Does every mefi single thread have to turn in to a geese hatefest???
posted by Theta States at 8:38 AM on March 24


So long as we don't find a way to harvest these deep fish on a big scale the oceans may remain healthier than we deserve.

Shhhhhhhhhhhhh. These aren't the deep-water fish you're looking for.
posted by limeonaire at 9:53 AM on March 24


YAMWAK: " I can only see it stopping when stocks absolutely collapse - a very very nasty bubble."

Mother Earth is not in danger. She is in a state of change - as she always is.

The various groups that make up Pisces - lampreys, sharks, rays, bony fish, and icky things that swim in the dark, deep, unseen waters (official sciencey name) - will likely all survive.

Fish genera and species that WE as a species care about - groupers, tuna, salmon, large sharks - are headed for trouble.

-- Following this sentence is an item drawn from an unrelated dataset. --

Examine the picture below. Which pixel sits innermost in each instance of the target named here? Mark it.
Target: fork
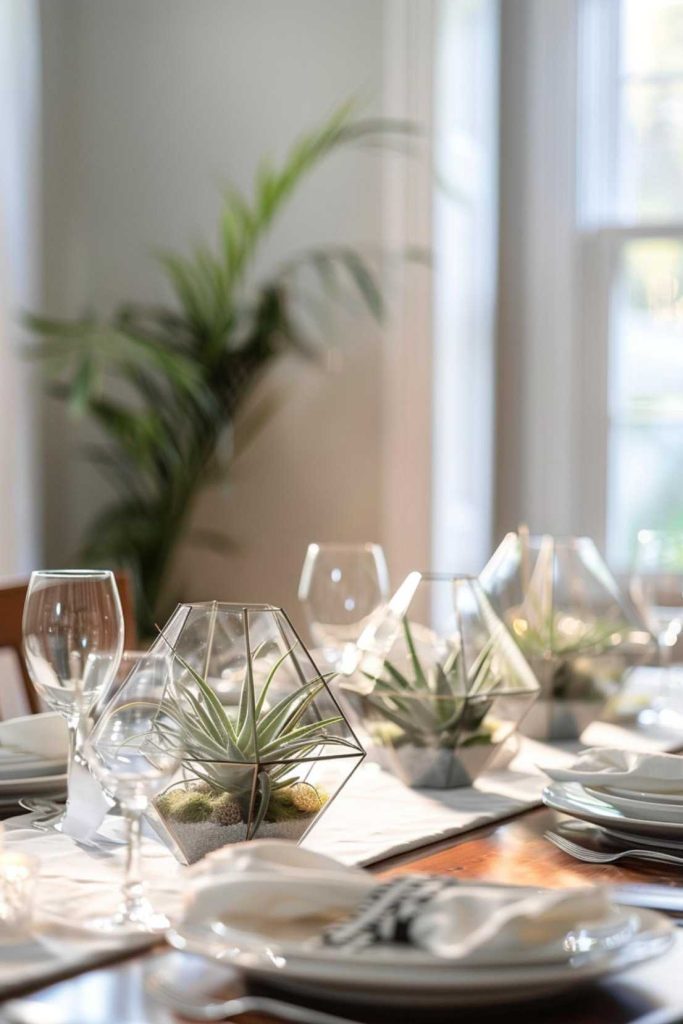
(608, 857)
(223, 1010)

But they will be replaced in the ecosystem by other, more successfully-adapted species.

In the Cretaceous–Paleogene extinction event, large animals that required giant, lush forests to sustain them were removed by Earth-altering climate change. Itty-bitty mammals, tiny flighted dinosaurian descendents, and the teeniest of insects survived - as did the fish, though not the aquatic tetrapods (huge, and therefore vulnerable).

In the hominid-caused Global Warming Extinction that we are currently living in, wild food animals - which are mostly fish - are threatened.

When they drop precipitously beyond a certain point, so will the hominids.

But Fish will survive.
posted by IAmBroom at 7:09 PM on March 24


Mother Earth is not in danger. She is in a state of change - as she always is.

What a trite and useless statement.
posted by five fresh fish at 7:25 PM on March 24 [3 favorites]


We ought to devote a few billion dollars to developing synthetic fish and meat products.

See, this doesn't make sense to me. Wouldn't it be more effective to devote a few billion dollars to learn to "manage" natural systems in a way that people can sustainably harvest some groups of animals? And avoids destroying vast swaths of land and ocean for short-term profit.

That includes research on how to build a mature, comprehensive framework of Law of the Sea regulations to lay out the boundaries of what's acceptable behaviour.

Because right now this is a political problem. If countries like the US (and lots of others) weren't so concerned about somebody else getting the upper hand in these negotiations and stonewalling (because that always works) any agreement, while commercial bandits are free to pillage and ruin. Meanwhile, Conservative think-tanks devote millions (maybe billions) of dollars to promote free-market solutions because that's always the best way to manage anything.